Thursday, August 25, 2011

Hurricane Irene and 1938

Hurricane Irene is seemingly heading up the east coast and if it holds a specific path it could slam straight into Long Island, New York. It happened once before.



Whenever nature explodes in an aberrational fury, we quickly reestablish awe for her power and acknowledge respect for a force we cannot totally understand or appreciate. Today we have satellite technology that warns us of pending danger. Not so back in 1938.

On September 21st, that year forecasters knew there was a hurricane out there, but figured it would blow itself out.
        
The North Atlantic was under a high-pressure plateau and the then nameless hurricane was being squeezed toward the Northeast.

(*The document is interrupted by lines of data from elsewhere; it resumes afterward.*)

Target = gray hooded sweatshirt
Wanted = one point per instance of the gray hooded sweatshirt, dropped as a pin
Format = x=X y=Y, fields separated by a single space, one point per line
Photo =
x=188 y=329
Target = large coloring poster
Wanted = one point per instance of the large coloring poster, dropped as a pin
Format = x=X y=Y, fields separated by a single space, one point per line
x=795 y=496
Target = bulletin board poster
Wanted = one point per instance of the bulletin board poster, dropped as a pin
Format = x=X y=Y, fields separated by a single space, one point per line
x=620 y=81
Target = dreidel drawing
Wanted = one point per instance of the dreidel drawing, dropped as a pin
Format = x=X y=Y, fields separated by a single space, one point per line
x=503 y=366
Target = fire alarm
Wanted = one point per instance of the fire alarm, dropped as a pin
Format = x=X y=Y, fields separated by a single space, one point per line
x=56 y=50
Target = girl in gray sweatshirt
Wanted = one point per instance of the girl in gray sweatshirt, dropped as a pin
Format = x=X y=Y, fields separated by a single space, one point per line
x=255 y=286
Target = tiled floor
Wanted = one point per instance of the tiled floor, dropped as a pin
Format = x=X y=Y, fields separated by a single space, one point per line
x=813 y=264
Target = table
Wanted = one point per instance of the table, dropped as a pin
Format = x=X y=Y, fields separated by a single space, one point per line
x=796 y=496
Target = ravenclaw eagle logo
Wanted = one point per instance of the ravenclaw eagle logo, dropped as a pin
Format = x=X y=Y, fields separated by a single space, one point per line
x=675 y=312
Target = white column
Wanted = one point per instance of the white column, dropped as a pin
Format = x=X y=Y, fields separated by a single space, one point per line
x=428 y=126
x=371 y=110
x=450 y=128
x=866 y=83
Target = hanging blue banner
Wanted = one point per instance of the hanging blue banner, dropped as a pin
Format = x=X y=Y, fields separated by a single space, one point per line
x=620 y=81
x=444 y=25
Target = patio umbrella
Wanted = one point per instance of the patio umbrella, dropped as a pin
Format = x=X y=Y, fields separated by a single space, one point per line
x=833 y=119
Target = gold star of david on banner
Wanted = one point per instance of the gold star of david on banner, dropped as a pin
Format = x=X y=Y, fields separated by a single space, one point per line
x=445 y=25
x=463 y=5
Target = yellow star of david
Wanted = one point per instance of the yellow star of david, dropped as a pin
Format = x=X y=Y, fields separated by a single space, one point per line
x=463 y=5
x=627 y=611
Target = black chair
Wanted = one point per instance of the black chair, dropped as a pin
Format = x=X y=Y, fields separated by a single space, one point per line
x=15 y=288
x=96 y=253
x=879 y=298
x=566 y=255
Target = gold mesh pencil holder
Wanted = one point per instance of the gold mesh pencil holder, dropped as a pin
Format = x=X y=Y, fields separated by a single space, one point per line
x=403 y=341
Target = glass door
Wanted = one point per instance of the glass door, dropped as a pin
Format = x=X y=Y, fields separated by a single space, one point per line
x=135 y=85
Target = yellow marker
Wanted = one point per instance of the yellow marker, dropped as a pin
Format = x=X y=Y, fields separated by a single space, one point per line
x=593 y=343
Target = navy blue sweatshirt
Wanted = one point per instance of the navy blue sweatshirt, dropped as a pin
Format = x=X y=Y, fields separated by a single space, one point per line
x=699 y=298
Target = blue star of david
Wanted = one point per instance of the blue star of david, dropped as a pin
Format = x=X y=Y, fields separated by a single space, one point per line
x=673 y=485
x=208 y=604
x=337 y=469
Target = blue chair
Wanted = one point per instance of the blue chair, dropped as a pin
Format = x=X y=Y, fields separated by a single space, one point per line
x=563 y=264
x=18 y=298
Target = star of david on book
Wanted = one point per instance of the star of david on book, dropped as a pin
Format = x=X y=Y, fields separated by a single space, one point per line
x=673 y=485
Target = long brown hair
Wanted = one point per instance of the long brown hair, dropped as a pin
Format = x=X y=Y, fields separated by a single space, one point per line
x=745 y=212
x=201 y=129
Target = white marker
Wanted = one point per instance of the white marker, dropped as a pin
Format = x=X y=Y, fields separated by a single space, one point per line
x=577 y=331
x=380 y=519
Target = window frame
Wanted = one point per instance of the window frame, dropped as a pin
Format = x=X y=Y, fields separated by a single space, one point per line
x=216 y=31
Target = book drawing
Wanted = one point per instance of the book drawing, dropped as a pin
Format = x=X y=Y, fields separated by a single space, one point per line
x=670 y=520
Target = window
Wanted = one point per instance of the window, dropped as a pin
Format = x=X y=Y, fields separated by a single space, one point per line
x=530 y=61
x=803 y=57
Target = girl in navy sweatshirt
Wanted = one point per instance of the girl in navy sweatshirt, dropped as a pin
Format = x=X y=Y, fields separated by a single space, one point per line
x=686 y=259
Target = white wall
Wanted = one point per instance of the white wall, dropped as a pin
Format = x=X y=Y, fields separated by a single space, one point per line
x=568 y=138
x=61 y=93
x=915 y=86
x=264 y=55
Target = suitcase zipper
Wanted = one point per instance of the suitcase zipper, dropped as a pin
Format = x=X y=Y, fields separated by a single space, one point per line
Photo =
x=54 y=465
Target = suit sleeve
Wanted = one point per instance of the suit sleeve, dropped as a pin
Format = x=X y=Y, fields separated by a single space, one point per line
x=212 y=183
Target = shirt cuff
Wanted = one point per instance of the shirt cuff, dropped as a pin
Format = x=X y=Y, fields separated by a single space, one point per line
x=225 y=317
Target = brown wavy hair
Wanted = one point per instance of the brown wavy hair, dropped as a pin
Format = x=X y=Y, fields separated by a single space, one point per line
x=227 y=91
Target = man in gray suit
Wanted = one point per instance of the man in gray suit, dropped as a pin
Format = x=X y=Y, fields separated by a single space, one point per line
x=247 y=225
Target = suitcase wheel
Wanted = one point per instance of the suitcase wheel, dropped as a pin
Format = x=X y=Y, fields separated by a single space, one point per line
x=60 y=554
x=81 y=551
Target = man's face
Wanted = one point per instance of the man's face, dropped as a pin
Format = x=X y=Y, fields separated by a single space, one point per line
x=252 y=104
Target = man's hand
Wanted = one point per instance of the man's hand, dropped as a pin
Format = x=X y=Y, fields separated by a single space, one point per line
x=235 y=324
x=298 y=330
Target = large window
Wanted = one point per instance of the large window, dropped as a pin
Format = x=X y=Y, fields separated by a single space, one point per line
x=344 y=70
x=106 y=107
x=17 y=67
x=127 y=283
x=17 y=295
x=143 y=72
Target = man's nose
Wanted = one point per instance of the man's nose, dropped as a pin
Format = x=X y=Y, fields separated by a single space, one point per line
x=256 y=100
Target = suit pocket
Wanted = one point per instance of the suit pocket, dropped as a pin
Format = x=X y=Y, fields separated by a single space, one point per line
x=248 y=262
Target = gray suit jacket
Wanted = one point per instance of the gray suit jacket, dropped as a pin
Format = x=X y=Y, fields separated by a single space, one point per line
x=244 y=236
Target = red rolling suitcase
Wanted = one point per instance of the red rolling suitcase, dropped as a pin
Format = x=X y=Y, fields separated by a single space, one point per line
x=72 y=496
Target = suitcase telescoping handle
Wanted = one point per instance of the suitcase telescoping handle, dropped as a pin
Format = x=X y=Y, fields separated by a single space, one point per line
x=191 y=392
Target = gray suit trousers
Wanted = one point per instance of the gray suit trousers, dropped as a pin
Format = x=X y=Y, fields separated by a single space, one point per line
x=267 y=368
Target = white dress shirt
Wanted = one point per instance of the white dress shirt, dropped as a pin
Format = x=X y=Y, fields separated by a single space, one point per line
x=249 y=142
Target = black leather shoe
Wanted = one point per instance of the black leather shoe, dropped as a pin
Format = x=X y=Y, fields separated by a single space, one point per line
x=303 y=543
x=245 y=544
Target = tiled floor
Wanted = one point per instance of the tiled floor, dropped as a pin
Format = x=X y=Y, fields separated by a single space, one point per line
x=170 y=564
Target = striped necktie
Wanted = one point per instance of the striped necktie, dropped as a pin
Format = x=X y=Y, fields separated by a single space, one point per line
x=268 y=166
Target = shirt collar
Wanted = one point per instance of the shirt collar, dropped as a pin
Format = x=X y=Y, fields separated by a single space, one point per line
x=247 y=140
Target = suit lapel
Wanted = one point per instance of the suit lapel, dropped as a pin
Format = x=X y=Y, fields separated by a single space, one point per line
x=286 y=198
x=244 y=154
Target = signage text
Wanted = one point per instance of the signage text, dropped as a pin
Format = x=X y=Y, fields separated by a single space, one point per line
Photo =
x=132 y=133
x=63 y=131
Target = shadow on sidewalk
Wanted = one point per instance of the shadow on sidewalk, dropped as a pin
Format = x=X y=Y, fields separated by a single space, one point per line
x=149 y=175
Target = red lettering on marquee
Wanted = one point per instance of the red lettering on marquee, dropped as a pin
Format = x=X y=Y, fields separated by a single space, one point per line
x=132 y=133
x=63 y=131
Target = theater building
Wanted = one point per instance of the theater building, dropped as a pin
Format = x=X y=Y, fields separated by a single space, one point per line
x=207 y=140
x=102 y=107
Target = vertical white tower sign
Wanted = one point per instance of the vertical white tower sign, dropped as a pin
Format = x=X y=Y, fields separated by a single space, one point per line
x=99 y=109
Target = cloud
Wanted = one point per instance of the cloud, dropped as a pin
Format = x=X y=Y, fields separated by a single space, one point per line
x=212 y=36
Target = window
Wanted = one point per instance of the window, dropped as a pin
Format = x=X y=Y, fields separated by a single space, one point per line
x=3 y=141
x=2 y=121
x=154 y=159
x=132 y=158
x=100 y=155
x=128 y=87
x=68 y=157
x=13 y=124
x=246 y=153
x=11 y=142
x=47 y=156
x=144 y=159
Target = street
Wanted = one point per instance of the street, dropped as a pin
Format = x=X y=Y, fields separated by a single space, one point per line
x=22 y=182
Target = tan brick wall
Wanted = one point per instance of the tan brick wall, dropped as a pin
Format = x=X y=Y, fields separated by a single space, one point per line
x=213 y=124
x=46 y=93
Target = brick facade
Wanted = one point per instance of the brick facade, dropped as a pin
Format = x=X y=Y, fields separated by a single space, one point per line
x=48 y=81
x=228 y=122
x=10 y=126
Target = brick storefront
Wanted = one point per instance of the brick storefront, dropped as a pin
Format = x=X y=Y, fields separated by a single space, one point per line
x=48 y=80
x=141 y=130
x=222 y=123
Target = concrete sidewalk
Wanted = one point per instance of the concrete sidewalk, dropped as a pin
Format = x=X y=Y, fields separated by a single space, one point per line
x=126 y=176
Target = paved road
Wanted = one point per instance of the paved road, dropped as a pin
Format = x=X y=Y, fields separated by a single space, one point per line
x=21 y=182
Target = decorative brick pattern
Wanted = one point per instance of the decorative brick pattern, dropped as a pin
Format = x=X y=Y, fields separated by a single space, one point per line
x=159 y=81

By two O'clock in the afternoon the Atlantic City Board walk was gone. Then a 40-foot wall of water, a tidal surge, hit Long Island's south shore with such impact it registered on a seismograph in Alaska.

Mansions disappeared. Towns collapsed. Boats splintered. It was the same throughout New England. All told, 63 thousand lost their homes. Nearly 18-hundred were injured. 700 died.

Communications were down. Newspapers did not learn of the destruction for days.

America had suffered a disaster greater than the Chicago Fire or the San Francisco earthquake, but what most people knew was that Hitler had seized Czechoslovakia that same day.